Not all the early jobs were terrible. I stayed at ABC Television for a few months and had a wonderful time, though certainly not at the start in the typing pool, which was a drag and hard, boring work, typing columns of numbers that, without context, made no sense.

Luckily I was rescued from the pool after only a week and a half, told I would now be a “production assistant,” and sent to the stage floor of a little game show called
Who Do You Trust?
, starring Johnny Carson. Though happy to be plucked out of the pool, I'm sorry to say I believe the only reason I was chosen over the other more efficient women who had longer tenure was my appearance. I was tall and slim; I had a good figure, and, although no great beauty, I was nice looking. I knew I attracted men's attention, and I liked it. I was a flirt. So sue me.

My new job definition was “Help anyone who needs help.” Typing was the least of it. What I remember most is running off copies on the mimeograph machine and chatting a lot. You couldn't just deliver a copy without having a little chat. For five minutes I thought this was the beginning of the rest of my life. Not so. But it's worth two minutes of recollection.

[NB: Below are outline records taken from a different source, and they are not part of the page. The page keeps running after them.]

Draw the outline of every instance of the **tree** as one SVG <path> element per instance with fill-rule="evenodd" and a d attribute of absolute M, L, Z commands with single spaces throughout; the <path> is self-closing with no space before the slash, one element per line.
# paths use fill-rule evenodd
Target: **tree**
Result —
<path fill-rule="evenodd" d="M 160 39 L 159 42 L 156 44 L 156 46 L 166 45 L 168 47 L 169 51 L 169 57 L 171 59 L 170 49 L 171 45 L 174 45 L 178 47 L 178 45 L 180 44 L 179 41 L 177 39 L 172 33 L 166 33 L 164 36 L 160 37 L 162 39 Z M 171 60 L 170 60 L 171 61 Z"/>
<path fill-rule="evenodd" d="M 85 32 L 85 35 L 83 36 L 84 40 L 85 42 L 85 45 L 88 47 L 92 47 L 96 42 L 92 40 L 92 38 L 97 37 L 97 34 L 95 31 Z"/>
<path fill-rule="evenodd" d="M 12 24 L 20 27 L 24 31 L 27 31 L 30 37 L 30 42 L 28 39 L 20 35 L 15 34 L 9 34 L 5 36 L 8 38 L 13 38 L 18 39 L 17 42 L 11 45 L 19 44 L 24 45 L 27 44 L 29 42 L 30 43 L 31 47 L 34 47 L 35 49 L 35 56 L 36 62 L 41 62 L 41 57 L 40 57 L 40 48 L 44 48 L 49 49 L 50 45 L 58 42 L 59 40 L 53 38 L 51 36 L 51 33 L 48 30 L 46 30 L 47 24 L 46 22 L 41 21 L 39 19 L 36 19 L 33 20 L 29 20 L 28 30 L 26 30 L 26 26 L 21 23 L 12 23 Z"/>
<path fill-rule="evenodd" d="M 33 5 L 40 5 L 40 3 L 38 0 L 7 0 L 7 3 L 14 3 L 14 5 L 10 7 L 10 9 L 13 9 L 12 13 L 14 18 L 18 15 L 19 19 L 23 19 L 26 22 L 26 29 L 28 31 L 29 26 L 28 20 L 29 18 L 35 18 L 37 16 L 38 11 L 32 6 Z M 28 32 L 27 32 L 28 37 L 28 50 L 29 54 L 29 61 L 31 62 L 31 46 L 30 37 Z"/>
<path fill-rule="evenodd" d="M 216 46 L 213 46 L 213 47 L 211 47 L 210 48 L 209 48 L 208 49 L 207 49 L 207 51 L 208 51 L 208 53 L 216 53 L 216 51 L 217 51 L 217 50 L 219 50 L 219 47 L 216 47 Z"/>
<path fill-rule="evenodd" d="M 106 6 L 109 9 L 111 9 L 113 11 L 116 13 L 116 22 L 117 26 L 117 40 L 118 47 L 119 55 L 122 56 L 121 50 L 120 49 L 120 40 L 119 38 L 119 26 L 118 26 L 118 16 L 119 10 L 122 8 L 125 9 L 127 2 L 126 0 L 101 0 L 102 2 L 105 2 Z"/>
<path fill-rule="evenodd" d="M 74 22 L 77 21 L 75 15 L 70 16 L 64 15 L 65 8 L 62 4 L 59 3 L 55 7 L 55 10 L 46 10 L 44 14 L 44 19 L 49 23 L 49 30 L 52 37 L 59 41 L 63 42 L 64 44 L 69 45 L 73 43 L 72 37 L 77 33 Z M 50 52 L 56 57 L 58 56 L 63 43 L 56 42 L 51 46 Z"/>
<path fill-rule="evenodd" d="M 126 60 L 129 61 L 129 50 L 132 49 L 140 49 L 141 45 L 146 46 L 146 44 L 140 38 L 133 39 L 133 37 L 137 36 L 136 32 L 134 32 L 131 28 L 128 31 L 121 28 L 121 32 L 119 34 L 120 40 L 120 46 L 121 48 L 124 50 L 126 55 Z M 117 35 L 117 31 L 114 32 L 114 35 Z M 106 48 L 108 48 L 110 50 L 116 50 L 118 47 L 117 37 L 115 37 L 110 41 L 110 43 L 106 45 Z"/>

I was awkward as a young woman (not so terribly different now): a tangle of long arms and legs that found their way into a space slightly ahead of the rest of me, mixing it up with whatever was in their path. There were always offending inanimate objects, taking on lives of their own against my daily progress. One day in my second week as production assistant I was running across the stage on some momentous mission when the camera cable reached out and brought me down.

Now I am lying spread-eagle in front of the entire TV audience while Johnny Carson is doing the warm-up. “There she is, ladies and gentlemen—I give you the Jewish Elizabeth Taylor!” Oh no, Johnny's not talking about
me
?! “Smile, Stevie, you're on camera.” On big monitors no less, placed strategically around the audience of 499 giddy spectators laughing at my expense. Elizabeth Taylor had nothing to worry about, but then the audience could see that for themselves. I was still a natural brunette, and my green eyes—all that remains of that naive, young woman of twenty-three—were then, and still are, my best feature. Johnny could see they were not violet like
her
beautiful eyes. In fact he could see they weren't violet even after he'd had a number of strong belts. I was always generously invited along for pre-warm-up drinks at Sardi's bar next door.